Orest Subtelny, a Ukrainian-born Canadian historian, presented the findings of an ethnolinguistic survey on the distribution of Russian and Ukrainian native speakers across the nation in the 1980s. He came to the conclusion that the country was divided into two sections by a fixed imaginary line, with differing cultural, linguistic, and, as it turned out, ideological preferences. The historical area north of the Black Sea, also referred as Novorossiya, which was captured from the Tatars and Turks under Catherine the Great; Sloboda Ukraine, or Slobozhanshchyna – an area that has been part of the Russian state since 1503; the Donbass, which contains some of the regions previously belonging to the Don Host Province (Oblast); and Crimea are all included in “Russian Ukraine.” Surprisingly, the outcomes of all Ukrainian elections and opinion polls (such as on Ukraine’s NATO membership) indisputably duplicate the line Orest Subtelny sketched on the map of Ukraine, validating his theory of two camps in Ukrainian society.
Approximately half of the “Russian Ukraine” is presently under Russian military control, and here is where the majority of the military actions are currently taking place. As a consequence, Moscow has a number of crucial duties to complete in order to gain the trust of the people who live in the territory it administers. The region’s highest priorities include reviving the economy, filling the political void (by instituting military and civilian administrations), assisting locals in getting through the sowing season, opening the border with Russia for consumer goods, rescinding debts owed by enterprises and individuals, providing benefits to small and medium-sized businesses (including tax relief), expediting the process of acquiring Russian citizenship, and restoring the destroyed infrastructure, and producing local mass media and social media content.
Today’s primary objective is to win the hearts and minds of Russian-speaking Ukrainians. To be successful, Moscow will have to put the Russian identity front and center by encouraging local patriotism, even in places it does not govern. This will not be a difficult effort, as the people’s identity in the southeastern areas of Ukraine – the historical Novorossiya – is essentially unchanged in many ways from 100 years ago. And any variations that may be discovered are insignificant in terms of determining the region’s future.
What is more essential is that the histories of Odessa, Kherson, Nikolaev, and Melitopol are firmly embedded in Russian history and culture, as this is what shapes the Russian national identity of people residing in Ukraine’s southeast, especially Russian-speaking Ukrainians.
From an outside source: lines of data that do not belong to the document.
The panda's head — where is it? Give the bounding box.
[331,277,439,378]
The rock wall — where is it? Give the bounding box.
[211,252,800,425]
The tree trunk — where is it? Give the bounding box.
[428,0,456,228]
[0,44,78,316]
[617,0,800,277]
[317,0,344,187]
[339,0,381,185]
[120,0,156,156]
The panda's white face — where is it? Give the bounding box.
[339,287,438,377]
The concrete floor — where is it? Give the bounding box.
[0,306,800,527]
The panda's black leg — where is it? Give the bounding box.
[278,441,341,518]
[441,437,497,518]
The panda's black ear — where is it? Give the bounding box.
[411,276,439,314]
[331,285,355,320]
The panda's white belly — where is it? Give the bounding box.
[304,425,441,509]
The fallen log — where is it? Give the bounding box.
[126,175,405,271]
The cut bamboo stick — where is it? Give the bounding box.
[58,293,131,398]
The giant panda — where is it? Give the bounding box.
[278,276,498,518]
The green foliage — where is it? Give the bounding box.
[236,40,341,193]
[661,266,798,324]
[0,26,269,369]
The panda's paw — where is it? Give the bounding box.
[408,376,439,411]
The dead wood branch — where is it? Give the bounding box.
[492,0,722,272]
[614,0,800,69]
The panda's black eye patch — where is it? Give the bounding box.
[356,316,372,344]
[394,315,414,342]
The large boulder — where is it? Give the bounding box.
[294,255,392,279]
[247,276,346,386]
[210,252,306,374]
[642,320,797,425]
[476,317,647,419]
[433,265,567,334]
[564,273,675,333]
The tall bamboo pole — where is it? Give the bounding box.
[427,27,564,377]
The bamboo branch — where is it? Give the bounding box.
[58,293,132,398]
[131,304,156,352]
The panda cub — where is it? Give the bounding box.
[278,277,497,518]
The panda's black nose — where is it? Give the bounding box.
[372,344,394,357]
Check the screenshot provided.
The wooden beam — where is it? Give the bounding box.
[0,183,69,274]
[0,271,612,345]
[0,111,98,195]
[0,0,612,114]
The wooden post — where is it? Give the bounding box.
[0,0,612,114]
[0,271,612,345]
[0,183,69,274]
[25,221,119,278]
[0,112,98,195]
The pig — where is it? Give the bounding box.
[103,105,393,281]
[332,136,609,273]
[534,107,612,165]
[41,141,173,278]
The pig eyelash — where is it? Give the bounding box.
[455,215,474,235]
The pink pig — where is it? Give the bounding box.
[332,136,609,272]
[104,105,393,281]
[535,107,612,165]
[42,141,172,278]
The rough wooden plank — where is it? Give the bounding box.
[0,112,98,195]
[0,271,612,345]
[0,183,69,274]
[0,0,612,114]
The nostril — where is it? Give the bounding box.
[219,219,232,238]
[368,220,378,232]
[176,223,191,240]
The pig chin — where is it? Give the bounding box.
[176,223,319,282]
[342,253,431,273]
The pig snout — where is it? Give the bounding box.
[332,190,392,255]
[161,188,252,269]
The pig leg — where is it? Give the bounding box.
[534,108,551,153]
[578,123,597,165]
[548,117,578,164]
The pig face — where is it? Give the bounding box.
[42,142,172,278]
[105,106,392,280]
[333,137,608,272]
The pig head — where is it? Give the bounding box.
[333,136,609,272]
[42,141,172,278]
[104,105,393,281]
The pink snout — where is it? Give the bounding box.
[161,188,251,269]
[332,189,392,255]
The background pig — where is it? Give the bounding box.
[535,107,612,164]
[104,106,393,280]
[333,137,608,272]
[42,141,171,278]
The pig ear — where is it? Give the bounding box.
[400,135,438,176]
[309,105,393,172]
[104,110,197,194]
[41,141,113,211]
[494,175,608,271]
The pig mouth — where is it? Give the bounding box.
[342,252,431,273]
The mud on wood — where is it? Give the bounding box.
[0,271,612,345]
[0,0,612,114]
And considering Kiev’s intolerance of all those who believe differently, political persecution, and attempts to eradicate the Russian language and culture, Moscow may opt to utilize this trump card. We just need to understand that the Ukrainian nation’s process of self-determination is still underway, and that the vital war for human minds is taking place right now.
This says nothing about the key issue: Russia can’t afford a strong anti-Russian state on its borders. Geopolitical analyst George Friedman discussed this, in depth, years ago. Russian obsession with its “near abroad” has clashed with the efforts of the U.S. and Britain to absorb Ukraine into the EU, if not NATO. Other analysts insist that the long-range goal is to balkanize Russia, as forecast by thinkers like Zbigniew Brzezinski. In this context the demonization of Putin, promoted by Western media for several years, is a true red herring. The identities of Russian leadership are immaterial, control of its “near abroad ” is a nonnegotiable state interest, similar to the U.S. Monroe Doctrine.